Kaydedilmiş insanlık tarihimiz boyunca Aristoteles, Sokrates ve Platon gibi büyük insanların tümü, kişisel olarak kendi mutluluğumuzda çok önemli bir rol oynadığımızı öne sürüyorlar. Mutluluk peşinde olma hakkımız, Thomas Jefferson tarafından 13 Koloninin Bağımsızlık Bildirgesi’nde de yazılmıştır; ama mutluluğu elde etmek için rehberimiz olarak kullandığımız şey, gerçekten mutluluğa ulaşmak için çok önemlidir.
Bağımsızlık Bildirgemizin başlangıç paragrafını ve ikinci paragrafının ilk cümlesini okursanız, sahip olacaksınız, benim hissettiğim, mutluluğa nasıl ulaşılacağına dair gerçekçi bir rehberdir. Aşağıdaki Bağımsızlık Bildirgemizin başlangıç bölümlerini kendiniz için okumanız için kopyaladım ve bu arayış için rehberimizin ne olduğuna dair ipucumuzun ne olduğunu düşündüğümün altını çizdim.
On Üç Koloninin Bağımsızlık Bildirgesi
KONGREDE, 4 Temmuz 1776
Onüç Amerika Birleşik Devletleri’nin oybirliğiyle bildirisi,
İnsani olayların Seyri içinde, bir halkın kendilerini diğerine bağlayan siyasi grupları dağıtması ve Dünya’nın güçleri arasında, Doğa ve Doğa Kanunlarının ayrı ve eşit konumu üstlenmesi gerekli hale gelir. Tanrı onlara yetki verir; insanlığın görüşlerine iyi bir saygı, onları ayrılığa iten nedenleri açıklamalarını gerektirir.

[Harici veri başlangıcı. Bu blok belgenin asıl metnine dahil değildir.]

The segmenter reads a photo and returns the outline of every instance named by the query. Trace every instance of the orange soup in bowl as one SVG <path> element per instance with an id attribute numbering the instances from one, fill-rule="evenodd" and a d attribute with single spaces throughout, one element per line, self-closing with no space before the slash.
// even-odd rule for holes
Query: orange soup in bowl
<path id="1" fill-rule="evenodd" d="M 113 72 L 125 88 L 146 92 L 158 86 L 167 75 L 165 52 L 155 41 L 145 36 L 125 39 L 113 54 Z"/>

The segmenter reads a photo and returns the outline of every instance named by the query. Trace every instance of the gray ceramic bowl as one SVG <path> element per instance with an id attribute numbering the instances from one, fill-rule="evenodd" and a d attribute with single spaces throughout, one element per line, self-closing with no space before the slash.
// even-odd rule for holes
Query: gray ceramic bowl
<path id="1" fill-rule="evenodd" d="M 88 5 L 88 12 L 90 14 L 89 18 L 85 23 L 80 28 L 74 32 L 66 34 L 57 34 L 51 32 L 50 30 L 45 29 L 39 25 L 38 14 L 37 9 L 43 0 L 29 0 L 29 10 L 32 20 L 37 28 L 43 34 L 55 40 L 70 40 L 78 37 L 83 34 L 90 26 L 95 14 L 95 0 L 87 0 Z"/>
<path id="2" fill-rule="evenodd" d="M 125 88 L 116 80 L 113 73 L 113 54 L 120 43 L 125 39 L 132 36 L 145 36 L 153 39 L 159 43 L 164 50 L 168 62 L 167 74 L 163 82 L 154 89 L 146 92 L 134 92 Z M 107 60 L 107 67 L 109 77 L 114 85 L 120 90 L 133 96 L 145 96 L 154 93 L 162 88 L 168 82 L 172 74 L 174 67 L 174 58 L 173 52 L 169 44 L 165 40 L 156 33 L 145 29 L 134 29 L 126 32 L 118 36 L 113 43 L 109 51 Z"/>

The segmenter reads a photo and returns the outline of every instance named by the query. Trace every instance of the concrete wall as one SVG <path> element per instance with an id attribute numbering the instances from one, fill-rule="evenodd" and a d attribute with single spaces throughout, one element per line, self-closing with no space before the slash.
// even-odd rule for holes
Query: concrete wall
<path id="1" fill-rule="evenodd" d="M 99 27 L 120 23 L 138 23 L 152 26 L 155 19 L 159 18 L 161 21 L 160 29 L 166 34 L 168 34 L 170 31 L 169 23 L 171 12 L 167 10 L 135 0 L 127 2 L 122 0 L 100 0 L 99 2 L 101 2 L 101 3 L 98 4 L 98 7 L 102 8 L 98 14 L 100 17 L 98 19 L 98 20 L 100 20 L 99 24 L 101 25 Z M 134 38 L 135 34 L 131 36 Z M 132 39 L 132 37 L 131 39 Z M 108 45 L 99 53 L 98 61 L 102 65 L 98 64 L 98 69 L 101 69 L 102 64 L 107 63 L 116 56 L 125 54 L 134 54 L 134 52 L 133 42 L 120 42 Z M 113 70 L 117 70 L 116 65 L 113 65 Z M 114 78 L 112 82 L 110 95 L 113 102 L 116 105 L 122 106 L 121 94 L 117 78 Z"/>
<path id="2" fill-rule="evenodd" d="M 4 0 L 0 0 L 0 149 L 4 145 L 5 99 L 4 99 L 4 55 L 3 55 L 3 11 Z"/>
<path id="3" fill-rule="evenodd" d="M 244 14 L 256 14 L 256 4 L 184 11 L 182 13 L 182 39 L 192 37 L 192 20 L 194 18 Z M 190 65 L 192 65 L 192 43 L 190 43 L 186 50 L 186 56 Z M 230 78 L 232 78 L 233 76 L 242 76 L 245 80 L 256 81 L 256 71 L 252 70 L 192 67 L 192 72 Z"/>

Bu gerçeklerin apaçık olduğunu, tüm insanların eşit yaratıldığını, Yaratıcıları tarafından devredilemez belirli Haklarla donatıldığını, bunların arasında Yaşam, Özgürlük ve Mutluluk arayışının da var olduğunu kabul ediyoruz.
Ayrıca bu vatansever kelimeleri ve anlamlarını Hristiyan bakış açısıyla okuyup görüyorum. Bu kelimeleri nasıl yorumladığın belki benim yorumumdan farklı.
Göklerdeki Babamızın bizden ilk dileği, O’nunla derin, anlamlı bir ilişki geliştirmemiz ve onunla derin, anlamlı bir ilişkiye sahip olmamızdır. İkinci dileği, hemcinsimize karşı davranışlarımız ve davranışlarımızın kendimiz için yapacağımızla aynı olmasıdır. Bunlar, Babamızın birincil buyruklarıdır, ama aynı zamanda bize (özgür irade) vermesi nedeniyle, bunları yapmamızı sağlamaz, Tanrı’nın çocukları olarak O’nun dileklerini yerine getirmek her birimize kalmıştır. Tıpkı ebeveynler olarak bizler çocuklarımıza talimat verebilir ve rehberlik edebiliriz, ancak dileklerimizi yerine getirmelerini sağlayamayız, onların önemini ve anlamını, onları kendi yaşamlarında karakterlerinin bir parçası olarak benimsediklerini görmelerini umuyoruz.
Her birimiz, hemcinsimize saygı duymaz ve eşit davranmazsak, hayat cehenneme dönebilir. Ayrıca, eğer her birimiz Cennetteki Babamız ile sürekli ve büyüyen bir ilişkimiz yoksa, yaşam yeryüzünde cehennem olabilir ve ölümden sonraki yaşamın ötesinde olabilir.
Farklı yaşam alanlarından, statülerinden ve gelir düzeylerinden insanlar, yaşamlarında her zaman bir şeylerin eksik olduğunu hissettiklerini ifade ettiler ve Cennetteki Baba ile devam eden bir ilişki başlatana kadar bu boşluk dolu görünmüyordu. Tarih boyunca ve günlük hayatımızda bu sürekli hatırlatmalar, mutluluk arayışında ne yapmamız gerektiğine dair rehberimiz için bir neon işareti olmalıdır, ancak atasözü gittikçe Tarih kendini tekrar eder. Bu ifade neden doğrudur? Pek çok insan tarihten ve diğer hatalardan ders almıyor gibi göründüğü için onları tekrarlıyoruz!
Vatansever bir Hristiyan olarak sadece bu makaleyi okuyanların uyanıp kahvenin kokusunu alması ve onları silinmez bir şekilde kalbe alması için dua edebilirim.